Sammy J. Davis Jr. (born April 8, 1980) is an American former professional football player who was a cornerback in the National Football League (NFL). He was selected by the San Diego Chargers in the first round, with the 30th overall pick, of the 2003 NFL draft. He played college football at Texas A&M. Davis also played for the San Francisco 49ers and Tampa Bay Buccaneers.

==Early life==
Davis played high school football at Humble High School in Humble, Texas, earning Super Prep All-American honors.

==College career==
Davis played college football for the Texas A&M Aggies from 1999 to 2002, recording 11 career interceptions. He garnered first-team All-Big 12 Conference recognition his junior year in 2001. He majored in agriculture and life sciences at Texas A&M.

==Professional career==
Davis was selected by the San Diego Chargers in the first round, with the 30th overall pick, of the 2003 NFL draft. He officially signed with the team on July 23, 2003. He started all 16 games his rookie year in 2003, recording 45 solo tackles, 13 assisted tackles, two interceptions and 10 pass breakups. Davis appeared in 12 games, with 10 starts, during the 2004 season, totaling 32 solo tackles, six assisted tackles, one interception and 10 pass breakups. He played in 16 games, starting four, for the Chargers in 2005, accumulating 25 solo tackles, three assisted tackles, one sack, one forced fumble and three pass breakups.

On April 13, 2006, Davis was traded to the San Francisco 49ers for Rashaun Woods. He appeared in 13 games, starting one, in 2006, recording 23 solo tackles, seven tackles and seven pass breakups. He was placed on injured reserve on December 12, 2006. Davis was released by the 49ers on February 26, 2007.

Davis signed with the Tampa Bay Buccaneers on March 13, 2007. He was released on September 2 but re-signed on September 11, 2007. He played in 14 games, starting one, during the 2007 season, totaling 22 solo tackles, three assisted tackles and one pass breakup.
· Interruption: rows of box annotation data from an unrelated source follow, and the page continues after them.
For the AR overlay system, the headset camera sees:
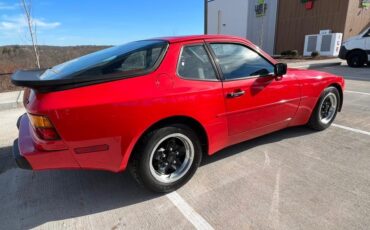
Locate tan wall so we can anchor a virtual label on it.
[344,0,370,39]
[275,0,350,54]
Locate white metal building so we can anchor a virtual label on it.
[206,0,278,54]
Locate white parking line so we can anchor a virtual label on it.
[332,124,370,136]
[344,90,370,96]
[167,192,213,230]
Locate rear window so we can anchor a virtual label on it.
[40,40,168,80]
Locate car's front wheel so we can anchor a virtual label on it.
[308,86,340,130]
[130,124,202,192]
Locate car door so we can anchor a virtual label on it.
[209,42,300,142]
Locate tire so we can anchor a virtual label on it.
[129,124,202,193]
[308,86,341,131]
[347,50,367,68]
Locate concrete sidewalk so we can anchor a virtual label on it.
[0,58,343,111]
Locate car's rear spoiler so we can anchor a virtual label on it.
[12,69,81,92]
[12,69,148,93]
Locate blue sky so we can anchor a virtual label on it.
[0,0,204,45]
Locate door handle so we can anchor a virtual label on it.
[227,90,245,98]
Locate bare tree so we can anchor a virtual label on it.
[21,0,40,69]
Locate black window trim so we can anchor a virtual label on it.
[206,41,275,82]
[176,41,221,82]
[362,28,370,38]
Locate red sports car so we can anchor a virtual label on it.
[12,35,344,192]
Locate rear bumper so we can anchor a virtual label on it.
[13,114,80,170]
[13,139,32,169]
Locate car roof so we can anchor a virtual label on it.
[157,34,248,43]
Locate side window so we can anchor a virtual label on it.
[177,45,217,80]
[211,43,274,80]
[103,47,163,74]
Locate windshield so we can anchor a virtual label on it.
[40,40,167,80]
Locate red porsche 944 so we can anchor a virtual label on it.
[12,35,344,192]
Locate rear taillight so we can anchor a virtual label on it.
[28,114,60,141]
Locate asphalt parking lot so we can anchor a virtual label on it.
[0,63,370,229]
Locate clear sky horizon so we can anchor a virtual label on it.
[0,0,204,46]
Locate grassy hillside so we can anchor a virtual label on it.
[0,45,107,92]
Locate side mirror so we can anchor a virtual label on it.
[275,63,288,76]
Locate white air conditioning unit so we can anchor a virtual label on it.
[303,33,343,57]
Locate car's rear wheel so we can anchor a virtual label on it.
[308,86,340,130]
[347,50,367,68]
[130,124,202,192]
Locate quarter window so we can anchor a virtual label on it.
[177,45,217,80]
[211,44,274,80]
Davis re-signed with the Buccaneers on March 6, 2008. He was placed on injured reserve on August 26 and released on August 30, 2008.

During his NFL career, Davis was involved in the development of a system that allowed football players to drink water while on the playing field, utilizing water pouches stored under the shoulder pads.

==NFL career statistics==

Legend
| Bold | Career high |

Year: Team; Games; Tackles; Interceptions; Fumbles
GP: GS; Cmb; Solo; Ast; Sck; TFL; Int; Yds; TD; Lng; PD; FF; FR; Yds; TD
2003: SDG; 16; 16; 58; 45; 13; 0.0; 1; 2; 48; 0; 41; 10; 0; 0; 0; 0
2004: SDG; 12; 10; 38; 32; 6; 0.0; 0; 1; 4; 0; 4; 10; 0; 0; 0; 0
2005: SDG; 16; 4; 28; 25; 3; 1.0; 2; 0; 0; 0; 0; 3; 1; 0; 0; 0
2006: SFO; 13; 1; 30; 23; 7; 0.0; 0; 0; 0; 0; 0; 7; 0; 0; 0; 0
2007: TAM; 14; 1; 25; 22; 3; 0.0; 1; 0; 0; 0; 0; 1; 0; 0; 0; 0
71; 32; 179; 147; 32; 1.0; 4; 3; 52; 0; 41; 31; 1; 0; 0; 0

==Post-football career==
Davis was owner of the Austin Capitals, an American Basketball Association franchise.